# What is it ? 4 hole plug on 9.5 KVA generator



## Biker (Nov 10, 2012)

Hi all, 

A friend picked up a petrol driven 9.5 kva generator from a sale..

The big orange connector box has a flip up clear lid 
with four evenly spaced holes for the 'plug' to push into.. 

We don't recognise the plug ?

Maybe someone with sparky know how might have a clue..

What would push into such a connection ?

It's a nice looking bit of gear.. we are looking to run a welder from it..
Thinking to remove the connector and replace it with a regular fitting..

Any takers.. Thanks


----------



## pogobill (Jan 31, 2012)

I have a hunch that the 4 prong plug outlet on your generator is to connect your genset to a transfer switch to power your house in case of a power outage.
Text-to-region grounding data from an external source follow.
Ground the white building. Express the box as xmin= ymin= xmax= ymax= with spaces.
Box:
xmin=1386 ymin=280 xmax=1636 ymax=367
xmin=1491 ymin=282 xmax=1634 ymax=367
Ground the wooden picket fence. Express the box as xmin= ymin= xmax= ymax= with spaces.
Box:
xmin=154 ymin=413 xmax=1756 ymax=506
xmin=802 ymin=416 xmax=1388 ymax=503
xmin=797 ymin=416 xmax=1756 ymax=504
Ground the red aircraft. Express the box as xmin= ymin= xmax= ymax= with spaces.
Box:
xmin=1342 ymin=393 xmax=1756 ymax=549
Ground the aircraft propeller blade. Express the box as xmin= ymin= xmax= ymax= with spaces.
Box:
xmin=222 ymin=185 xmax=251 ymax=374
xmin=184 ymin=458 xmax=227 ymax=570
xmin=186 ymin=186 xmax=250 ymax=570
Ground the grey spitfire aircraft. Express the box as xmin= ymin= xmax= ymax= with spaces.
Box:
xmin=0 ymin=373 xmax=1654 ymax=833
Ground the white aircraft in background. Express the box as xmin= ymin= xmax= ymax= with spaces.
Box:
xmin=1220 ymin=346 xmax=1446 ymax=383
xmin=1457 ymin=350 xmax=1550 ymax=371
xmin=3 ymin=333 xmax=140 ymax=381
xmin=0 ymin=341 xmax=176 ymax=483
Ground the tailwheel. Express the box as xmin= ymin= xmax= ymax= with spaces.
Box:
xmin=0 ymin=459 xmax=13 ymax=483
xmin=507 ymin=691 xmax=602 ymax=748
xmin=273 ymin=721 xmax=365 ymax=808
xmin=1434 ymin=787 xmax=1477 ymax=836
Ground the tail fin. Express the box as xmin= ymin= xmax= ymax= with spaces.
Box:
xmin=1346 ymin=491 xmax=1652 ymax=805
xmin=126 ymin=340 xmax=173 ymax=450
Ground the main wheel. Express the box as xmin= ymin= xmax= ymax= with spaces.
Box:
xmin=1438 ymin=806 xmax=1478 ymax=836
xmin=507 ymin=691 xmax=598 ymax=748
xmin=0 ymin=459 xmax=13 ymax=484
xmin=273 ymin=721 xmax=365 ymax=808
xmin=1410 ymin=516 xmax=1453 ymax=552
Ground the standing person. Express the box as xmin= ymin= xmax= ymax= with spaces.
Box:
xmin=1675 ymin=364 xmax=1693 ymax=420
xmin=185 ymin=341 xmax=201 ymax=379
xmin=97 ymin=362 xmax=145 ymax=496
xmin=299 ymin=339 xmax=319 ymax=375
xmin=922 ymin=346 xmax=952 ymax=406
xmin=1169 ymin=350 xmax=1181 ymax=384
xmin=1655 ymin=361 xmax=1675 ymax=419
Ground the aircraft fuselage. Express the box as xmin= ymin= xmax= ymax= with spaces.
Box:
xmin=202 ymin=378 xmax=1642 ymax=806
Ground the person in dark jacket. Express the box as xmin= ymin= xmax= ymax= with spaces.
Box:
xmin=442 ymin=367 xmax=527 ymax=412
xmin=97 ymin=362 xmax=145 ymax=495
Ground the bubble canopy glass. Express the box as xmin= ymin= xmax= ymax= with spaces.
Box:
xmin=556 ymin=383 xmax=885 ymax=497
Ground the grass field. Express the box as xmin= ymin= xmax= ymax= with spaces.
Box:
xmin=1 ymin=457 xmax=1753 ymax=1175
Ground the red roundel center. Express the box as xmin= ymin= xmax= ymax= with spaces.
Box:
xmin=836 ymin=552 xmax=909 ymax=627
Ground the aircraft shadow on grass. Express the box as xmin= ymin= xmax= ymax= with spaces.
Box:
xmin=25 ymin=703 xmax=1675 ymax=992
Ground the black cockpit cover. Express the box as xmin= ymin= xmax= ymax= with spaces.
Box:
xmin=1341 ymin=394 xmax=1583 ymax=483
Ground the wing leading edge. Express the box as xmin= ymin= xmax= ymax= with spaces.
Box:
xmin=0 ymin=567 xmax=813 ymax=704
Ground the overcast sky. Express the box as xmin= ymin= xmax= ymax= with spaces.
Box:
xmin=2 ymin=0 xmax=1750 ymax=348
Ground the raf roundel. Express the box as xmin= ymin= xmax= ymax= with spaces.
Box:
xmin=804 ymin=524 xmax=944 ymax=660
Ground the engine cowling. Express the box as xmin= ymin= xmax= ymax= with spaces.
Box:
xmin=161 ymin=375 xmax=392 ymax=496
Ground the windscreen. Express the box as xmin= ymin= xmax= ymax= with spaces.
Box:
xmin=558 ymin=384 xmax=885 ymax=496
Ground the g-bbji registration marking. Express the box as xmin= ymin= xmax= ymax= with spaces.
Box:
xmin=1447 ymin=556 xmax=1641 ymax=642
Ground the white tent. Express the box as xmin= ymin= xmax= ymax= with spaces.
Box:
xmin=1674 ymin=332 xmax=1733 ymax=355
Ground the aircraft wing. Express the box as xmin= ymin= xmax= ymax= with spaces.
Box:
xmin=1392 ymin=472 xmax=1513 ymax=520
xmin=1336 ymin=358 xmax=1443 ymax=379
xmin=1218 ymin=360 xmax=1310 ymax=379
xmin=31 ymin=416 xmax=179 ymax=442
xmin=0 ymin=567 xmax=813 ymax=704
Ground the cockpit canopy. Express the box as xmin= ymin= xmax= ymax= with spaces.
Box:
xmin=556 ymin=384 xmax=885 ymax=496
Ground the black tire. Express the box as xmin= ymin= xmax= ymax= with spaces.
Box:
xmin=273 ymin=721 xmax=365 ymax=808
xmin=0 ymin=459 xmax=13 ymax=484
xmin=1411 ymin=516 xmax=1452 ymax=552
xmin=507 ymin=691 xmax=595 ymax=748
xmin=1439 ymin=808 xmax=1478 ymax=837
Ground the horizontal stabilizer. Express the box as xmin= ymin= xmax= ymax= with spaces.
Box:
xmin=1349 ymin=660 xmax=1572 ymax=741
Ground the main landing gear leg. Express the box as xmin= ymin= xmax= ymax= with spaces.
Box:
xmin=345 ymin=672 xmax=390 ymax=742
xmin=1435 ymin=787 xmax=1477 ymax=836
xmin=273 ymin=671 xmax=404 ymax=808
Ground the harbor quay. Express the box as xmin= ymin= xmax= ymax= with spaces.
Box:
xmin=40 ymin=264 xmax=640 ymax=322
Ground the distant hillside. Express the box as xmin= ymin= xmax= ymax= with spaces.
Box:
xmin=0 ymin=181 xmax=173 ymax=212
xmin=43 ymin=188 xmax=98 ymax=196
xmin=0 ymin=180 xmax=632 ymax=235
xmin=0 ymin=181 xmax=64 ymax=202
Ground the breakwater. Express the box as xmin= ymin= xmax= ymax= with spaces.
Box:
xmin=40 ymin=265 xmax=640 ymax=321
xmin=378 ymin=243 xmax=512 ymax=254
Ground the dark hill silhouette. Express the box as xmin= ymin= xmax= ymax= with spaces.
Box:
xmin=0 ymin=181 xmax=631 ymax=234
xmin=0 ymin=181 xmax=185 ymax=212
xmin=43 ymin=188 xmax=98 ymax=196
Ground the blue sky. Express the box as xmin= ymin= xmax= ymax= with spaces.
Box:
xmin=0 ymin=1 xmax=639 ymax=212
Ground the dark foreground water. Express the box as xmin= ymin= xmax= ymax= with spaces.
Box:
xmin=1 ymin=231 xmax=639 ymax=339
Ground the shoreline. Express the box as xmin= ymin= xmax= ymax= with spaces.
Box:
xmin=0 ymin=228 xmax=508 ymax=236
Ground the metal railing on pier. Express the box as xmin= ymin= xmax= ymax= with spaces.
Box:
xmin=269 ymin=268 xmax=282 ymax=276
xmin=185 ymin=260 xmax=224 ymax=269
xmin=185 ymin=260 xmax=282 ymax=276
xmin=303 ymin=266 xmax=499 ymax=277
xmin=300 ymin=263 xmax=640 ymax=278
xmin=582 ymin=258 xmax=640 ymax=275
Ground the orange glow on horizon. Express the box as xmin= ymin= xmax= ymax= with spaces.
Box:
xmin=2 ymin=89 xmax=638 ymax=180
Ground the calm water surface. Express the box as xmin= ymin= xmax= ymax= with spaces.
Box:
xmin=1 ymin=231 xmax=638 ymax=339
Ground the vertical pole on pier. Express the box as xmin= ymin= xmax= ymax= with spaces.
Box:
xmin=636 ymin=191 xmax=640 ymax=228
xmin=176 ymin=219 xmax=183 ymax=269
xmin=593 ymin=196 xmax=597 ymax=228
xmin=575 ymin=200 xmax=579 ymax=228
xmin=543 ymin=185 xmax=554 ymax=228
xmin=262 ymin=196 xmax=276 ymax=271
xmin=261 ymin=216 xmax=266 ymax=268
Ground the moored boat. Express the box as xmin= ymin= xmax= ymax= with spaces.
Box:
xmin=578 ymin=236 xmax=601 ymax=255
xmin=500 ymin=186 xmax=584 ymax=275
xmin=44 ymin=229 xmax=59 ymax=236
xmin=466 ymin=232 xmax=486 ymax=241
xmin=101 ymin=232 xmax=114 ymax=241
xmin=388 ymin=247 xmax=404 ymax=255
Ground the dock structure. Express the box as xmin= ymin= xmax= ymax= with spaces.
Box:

It should supply 120/240 volts, or at least it does up here in the great white north! If it's a local genset, it could be 230/415, just not familiar with things down under. 
Here in Canada our electrical service provides 240 volts split between two buss bars. That way you have 120 volts on each side for house hold power requirements, and if you need, you can also feed 240 volts for things like welders, clothes driers, electric baseboard heaters and stoves for example. I think you would need to wire a four wire cable into a transfer switch that you could plug into your generator in case of a power outage. The transfer switch is required to isolate the incoming power line when using a generator so that you don't back feed the mains and zap some poor bugger out on the power line doing repairs!


----------



## Biker (Nov 10, 2012)

Thanks, yes it may be a transfer.. I'll re-post when we know for sure what it is.. with a pic if I can do that .


----------



## FerretHead (Dec 8, 2015)

That is a 3 phase outlet, lets you run even bigger gear.


----------



## Aircommuter (Jun 12, 2016)

I doubt it is 3ph on a generator that small. Most generators that size have a receptacle like that. It would be two 120v legs, one neutral and one safety ground . That would allow 120 and 240, if you were going to run a 240 welder that would be the one you want. It should have two slots the same size, those would be the 120 legs, then one larger slot would be the neutral, and one with a notch would be the safety ground (earth).


----------